I walked away with a mind buzzing with ideas, but more importantly, with a clear, actionable thread connecting them all. If our goal is to build a more connected and humane educational experience, our path forward lies in four key areas: Inquiry, Concepts, Agency, and Collaboration.
My Conference Schedule
To provide context for these reflections, here are the sessions I had the opportunity to attend:
Thursday
- Pre-conference workshop 6: Unpacking inquiry: Designing questions, spaces and pathways for deeper learning
- Coordinator Forum: PYP Programme: Authorized Programmes
Friday
- Cultivating connection: The role of learning walk-throughs in collaborative teaching communities
- AI governance in schools: A leadership guide to policy, compliance and ethics
- The PYP: Deep dive into programme developments
- IBEN meeting
Saturday
- Concepts in action: Designing concept-driven lessons
- Inquiry based learning using everyday objects
- Approaches to learning in action: Fostering student agency through dynamic portfolio reflection
The “Why” and “What”: Inquiry and Concepts
For years, we’ve wrestled with moving from “what” students need to know to “why” it matters. Dr. Agustina Lacarte’s sessions provided a powerful one-two punch to guide this work.

In “Unpacking Inquiry,” she framed Essential Questions (EQs) as the “engine” of a unit. These aren’t simple hooks; they are the big, open-ended questions (e.g., “How does conflict lead to change?”) that drive sustained investigation. In “Concepts in Action,” she gave us the “compass” for that engine: Specified Concepts (like change, system, or perspective).
By starting with a powerful concept, we can design inquiry that moves students from simple factual recall to deep, transferable understanding. The concept is the destination; the inquiry is the path.

The “How”: Agency and the ATLs
But who drives this inquiry? If we, the teachers, are the only ones asking the big questions, we’ve missed the point. This is where the session on “Approaches to Learning (ATLs) in Action” provided the critical link.

Presenters Monique Palmer and Inese Grike argued that genuine student agency—the ability to set goals, self-regulate, and take ownership of learning—is built on the foundation of concrete skills. These are the ATLs.
Their solution was brilliant: shift student portfolios from being subject-based (a folder for “Math” and “Art”) to be skill-based (a folder for “Thinking Skills” and “Self-Management Skills”). This immediately helps students see how a skill like “research” is transferable across all subjects. Using a simple reflection model like SEED (Skill, Evidence, Explain, Development), students document not just what they learned, but how they learned it. This makes portfolios a powerful tool for self-assessment and the centerpiece of student-led conferences.
The “Our”: Collaboration and Community
This kind of deep, student-driven learning is complex. It’s not work to be done in isolation. The session “Cultivating Connection: The Role of Learning Walk-Throughs” addressed this directly.

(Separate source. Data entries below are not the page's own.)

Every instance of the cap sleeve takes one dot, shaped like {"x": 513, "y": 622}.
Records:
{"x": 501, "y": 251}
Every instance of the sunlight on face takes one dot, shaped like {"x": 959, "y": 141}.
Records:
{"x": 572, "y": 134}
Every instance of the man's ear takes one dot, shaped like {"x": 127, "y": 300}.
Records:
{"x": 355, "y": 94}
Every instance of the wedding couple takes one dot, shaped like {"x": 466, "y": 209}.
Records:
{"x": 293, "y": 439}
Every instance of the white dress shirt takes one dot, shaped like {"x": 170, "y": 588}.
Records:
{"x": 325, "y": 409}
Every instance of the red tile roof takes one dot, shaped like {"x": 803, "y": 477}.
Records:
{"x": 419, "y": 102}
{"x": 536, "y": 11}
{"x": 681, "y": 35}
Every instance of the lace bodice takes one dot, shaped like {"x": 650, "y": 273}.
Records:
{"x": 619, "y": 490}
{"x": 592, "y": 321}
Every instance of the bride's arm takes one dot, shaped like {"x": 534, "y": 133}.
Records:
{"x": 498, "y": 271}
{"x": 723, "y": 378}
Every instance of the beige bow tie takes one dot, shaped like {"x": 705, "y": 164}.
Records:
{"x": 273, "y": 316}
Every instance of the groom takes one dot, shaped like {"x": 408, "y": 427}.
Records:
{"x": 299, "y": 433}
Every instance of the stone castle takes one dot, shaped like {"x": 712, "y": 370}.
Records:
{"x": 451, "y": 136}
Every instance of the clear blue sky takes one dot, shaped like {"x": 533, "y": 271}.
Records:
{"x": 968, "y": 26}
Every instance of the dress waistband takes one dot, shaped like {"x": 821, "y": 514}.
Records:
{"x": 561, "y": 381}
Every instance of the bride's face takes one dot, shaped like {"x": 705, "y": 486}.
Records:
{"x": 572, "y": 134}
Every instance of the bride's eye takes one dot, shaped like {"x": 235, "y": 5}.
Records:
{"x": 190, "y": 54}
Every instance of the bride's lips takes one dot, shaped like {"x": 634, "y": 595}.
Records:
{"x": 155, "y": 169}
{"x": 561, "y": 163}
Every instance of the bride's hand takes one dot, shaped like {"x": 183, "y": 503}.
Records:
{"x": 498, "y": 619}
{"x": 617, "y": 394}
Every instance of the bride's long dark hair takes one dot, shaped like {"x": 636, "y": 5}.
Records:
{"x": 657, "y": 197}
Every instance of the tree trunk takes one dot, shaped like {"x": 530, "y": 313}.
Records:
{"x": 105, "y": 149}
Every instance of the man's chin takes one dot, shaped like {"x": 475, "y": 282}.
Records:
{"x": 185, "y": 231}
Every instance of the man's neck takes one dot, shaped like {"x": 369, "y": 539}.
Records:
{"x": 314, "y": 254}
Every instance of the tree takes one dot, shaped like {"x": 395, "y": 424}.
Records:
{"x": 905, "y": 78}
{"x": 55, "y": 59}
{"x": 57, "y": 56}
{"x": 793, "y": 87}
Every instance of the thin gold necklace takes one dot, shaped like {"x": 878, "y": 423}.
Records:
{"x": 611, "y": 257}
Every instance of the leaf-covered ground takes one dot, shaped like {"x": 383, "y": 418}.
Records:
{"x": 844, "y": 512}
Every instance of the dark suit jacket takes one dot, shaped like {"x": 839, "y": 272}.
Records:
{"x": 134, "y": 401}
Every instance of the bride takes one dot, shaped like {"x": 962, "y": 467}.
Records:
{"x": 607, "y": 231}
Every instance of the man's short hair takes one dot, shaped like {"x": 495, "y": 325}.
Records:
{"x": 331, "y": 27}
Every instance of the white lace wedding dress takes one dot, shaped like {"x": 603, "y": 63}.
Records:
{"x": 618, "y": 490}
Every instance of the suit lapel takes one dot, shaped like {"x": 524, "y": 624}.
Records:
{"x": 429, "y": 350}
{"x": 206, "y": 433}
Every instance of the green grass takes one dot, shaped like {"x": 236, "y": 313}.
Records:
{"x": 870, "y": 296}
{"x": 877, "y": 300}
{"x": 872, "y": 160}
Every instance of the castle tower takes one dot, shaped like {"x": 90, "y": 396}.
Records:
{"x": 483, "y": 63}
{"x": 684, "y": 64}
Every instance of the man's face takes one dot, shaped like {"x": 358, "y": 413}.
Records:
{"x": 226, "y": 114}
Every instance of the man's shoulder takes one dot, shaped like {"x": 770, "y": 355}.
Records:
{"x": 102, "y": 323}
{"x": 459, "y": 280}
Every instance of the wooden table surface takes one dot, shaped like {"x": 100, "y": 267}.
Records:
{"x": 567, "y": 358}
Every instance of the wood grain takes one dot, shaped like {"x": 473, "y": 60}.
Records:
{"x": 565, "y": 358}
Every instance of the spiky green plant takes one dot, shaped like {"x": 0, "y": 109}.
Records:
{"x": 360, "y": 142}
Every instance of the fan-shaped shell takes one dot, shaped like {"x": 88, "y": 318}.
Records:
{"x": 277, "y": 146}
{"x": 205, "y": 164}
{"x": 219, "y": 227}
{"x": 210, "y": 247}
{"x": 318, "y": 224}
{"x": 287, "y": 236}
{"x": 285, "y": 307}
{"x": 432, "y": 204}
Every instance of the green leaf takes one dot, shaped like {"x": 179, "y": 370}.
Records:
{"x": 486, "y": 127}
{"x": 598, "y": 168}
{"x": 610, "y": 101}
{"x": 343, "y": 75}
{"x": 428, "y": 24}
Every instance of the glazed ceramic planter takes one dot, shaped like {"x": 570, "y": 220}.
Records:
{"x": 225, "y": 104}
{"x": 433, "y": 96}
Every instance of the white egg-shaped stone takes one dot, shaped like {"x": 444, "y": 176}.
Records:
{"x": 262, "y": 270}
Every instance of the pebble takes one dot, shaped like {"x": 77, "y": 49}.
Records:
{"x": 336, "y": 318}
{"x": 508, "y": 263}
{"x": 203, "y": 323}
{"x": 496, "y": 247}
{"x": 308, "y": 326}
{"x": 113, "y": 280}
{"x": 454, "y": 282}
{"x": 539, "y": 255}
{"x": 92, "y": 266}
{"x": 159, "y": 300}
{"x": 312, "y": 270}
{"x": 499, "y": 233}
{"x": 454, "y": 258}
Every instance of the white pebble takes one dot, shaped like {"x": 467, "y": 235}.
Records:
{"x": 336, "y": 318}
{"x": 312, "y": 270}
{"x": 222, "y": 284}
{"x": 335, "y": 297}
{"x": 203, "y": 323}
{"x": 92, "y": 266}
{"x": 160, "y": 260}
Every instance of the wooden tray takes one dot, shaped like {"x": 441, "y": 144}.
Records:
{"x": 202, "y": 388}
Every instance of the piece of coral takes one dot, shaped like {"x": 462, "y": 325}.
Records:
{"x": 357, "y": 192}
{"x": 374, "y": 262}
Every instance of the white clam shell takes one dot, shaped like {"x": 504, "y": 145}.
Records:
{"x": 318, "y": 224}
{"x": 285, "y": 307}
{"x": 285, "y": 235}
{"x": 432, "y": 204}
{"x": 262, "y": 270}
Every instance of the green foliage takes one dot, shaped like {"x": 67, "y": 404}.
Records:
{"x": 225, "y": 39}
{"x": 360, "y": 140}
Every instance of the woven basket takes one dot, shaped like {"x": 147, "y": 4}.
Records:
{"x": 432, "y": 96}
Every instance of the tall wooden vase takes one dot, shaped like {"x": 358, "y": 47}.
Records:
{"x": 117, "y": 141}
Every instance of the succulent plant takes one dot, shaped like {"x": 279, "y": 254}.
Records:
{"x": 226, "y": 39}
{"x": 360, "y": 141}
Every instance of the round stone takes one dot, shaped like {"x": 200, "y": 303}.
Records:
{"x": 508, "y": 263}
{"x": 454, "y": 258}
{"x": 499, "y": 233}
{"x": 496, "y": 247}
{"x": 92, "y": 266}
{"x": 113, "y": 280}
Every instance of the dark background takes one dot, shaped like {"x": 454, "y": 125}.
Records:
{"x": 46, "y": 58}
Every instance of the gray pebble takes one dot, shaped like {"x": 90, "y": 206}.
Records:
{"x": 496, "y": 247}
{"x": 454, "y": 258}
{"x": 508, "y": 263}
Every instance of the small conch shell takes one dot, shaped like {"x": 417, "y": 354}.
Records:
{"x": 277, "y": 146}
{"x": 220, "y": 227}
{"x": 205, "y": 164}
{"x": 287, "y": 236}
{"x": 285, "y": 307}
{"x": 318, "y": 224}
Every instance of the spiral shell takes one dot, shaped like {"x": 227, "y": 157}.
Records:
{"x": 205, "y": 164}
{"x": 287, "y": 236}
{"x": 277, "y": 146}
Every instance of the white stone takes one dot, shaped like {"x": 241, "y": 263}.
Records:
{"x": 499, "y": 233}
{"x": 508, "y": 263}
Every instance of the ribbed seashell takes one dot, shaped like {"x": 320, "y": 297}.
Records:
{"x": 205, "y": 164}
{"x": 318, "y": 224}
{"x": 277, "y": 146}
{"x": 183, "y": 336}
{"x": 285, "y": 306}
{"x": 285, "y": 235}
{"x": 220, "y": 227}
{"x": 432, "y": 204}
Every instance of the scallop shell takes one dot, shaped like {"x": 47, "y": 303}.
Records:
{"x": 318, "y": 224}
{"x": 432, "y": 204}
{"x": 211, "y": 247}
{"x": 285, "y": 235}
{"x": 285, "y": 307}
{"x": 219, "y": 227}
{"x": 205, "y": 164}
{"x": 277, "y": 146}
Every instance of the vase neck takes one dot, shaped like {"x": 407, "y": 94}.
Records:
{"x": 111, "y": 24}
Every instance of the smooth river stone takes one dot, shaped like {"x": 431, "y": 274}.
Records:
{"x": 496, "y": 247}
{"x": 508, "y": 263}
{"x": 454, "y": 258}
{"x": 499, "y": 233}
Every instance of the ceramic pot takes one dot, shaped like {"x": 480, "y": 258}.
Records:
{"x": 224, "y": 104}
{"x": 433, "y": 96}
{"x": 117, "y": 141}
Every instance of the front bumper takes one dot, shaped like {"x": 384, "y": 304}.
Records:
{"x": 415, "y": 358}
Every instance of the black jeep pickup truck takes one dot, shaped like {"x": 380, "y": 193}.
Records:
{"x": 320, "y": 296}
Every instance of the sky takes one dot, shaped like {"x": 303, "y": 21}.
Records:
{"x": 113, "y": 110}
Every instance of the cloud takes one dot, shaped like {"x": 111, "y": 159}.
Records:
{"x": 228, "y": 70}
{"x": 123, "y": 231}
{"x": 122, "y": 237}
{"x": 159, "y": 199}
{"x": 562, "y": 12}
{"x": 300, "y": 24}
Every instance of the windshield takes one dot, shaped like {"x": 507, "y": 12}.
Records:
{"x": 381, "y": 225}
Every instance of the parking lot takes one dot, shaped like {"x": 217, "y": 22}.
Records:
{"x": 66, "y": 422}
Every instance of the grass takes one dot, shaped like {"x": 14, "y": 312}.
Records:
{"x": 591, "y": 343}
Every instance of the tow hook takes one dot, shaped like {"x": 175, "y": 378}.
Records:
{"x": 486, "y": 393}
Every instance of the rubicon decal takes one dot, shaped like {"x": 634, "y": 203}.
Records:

Paul Morris and Merve Korkmaz detailed a non-evaluative, data-driven process for educators to connect, observe, and grow together. By anchoring peer observations in the school’s shared “Definition of Learning” and using simple tools to gather data, they’ve built a system for continuous, collaborative improvement.
It was a powerful reminder that if we want to build a connected community for our students, we must first model it as a faculty.
The Path Forward
The “PYP Deep Dive” session confirmed that this is the clear direction the IB is heading. This message was reinforced in the Coordinator Forum, where the “unconference” discussions naturally gravitated toward the new Subject Guides and, most notably, the new Inquiry Learning Progressions.
This alignment between formal presentations and coordinator-led discussions shows a powerful consensus. The IB is providing the framework to support this vital work, and coordinators are clearly ready to implement it.
The thread connecting all these sessions is clear. We build “Our Humanity, Connected” by:
- Connecting ideas (through Concepts).
- Connecting learning to the world (through Inquiry).
- Connecting students to their own learning (through Agency & ATLs).
- Connecting educators to each other (through Collaboration).

I leave The Hague inspired, and more importantly, equipped. I look forward to exploring with my colleagues how we can weave these threads deeper into the fabric of our own school community.